The spread of residuals appears relatively constant, although there is a slight downward trend. This suggests mild heteroscedasticity, but the issue does not appear severe.
Most observations have low leverage, with a few moderate points but none exceeding Cook’s distance threshold. This indicates that there are no highly influential outliers significantly affecting the model.

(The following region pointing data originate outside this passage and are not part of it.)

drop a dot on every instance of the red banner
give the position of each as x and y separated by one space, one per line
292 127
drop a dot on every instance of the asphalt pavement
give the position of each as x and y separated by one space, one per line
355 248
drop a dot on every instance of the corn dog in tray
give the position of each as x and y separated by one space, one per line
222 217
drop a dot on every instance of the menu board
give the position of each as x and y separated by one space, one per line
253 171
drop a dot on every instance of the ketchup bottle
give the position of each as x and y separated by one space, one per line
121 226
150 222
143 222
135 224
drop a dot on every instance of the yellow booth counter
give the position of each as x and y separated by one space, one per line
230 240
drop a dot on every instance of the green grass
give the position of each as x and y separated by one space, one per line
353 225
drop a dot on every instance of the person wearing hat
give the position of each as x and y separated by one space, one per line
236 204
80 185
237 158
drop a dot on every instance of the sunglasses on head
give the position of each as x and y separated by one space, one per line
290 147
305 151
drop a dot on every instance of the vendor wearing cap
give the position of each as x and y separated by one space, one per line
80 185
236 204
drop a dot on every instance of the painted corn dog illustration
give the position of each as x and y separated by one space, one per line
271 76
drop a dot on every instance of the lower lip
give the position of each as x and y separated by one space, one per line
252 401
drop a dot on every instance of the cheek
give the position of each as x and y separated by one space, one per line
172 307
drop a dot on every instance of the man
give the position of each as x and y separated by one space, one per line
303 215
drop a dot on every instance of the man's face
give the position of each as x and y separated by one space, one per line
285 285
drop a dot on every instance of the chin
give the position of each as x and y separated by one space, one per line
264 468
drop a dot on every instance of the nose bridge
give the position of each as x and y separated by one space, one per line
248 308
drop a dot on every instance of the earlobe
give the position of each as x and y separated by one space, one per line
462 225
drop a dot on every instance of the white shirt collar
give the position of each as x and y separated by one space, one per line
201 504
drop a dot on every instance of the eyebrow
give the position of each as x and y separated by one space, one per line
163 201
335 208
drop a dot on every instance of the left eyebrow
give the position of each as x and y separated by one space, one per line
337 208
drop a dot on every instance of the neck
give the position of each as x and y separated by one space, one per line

The multiple regression model improves upon the simple model by incorporating additional macroeconomic variables, with gross savings emerging as the only statistically significant predictor. While inflation and exports were theoretically relevant, they did not show significant effects in this dataset, suggesting their impact may be context-dependent or captured indirectly. Diagnostic plots indicate that model assumptions are largely satisfied, with only minor concerns such as slight heteroscedasticity and non-normality. The interaction model further reveals that the relationship between savings and growth differs across income groups, significantly improving model fit. Overall, the analysis highlights that economic growth is influenced by multiple factors, but additional variables such as labor force or investment may be needed for a more comprehensive model.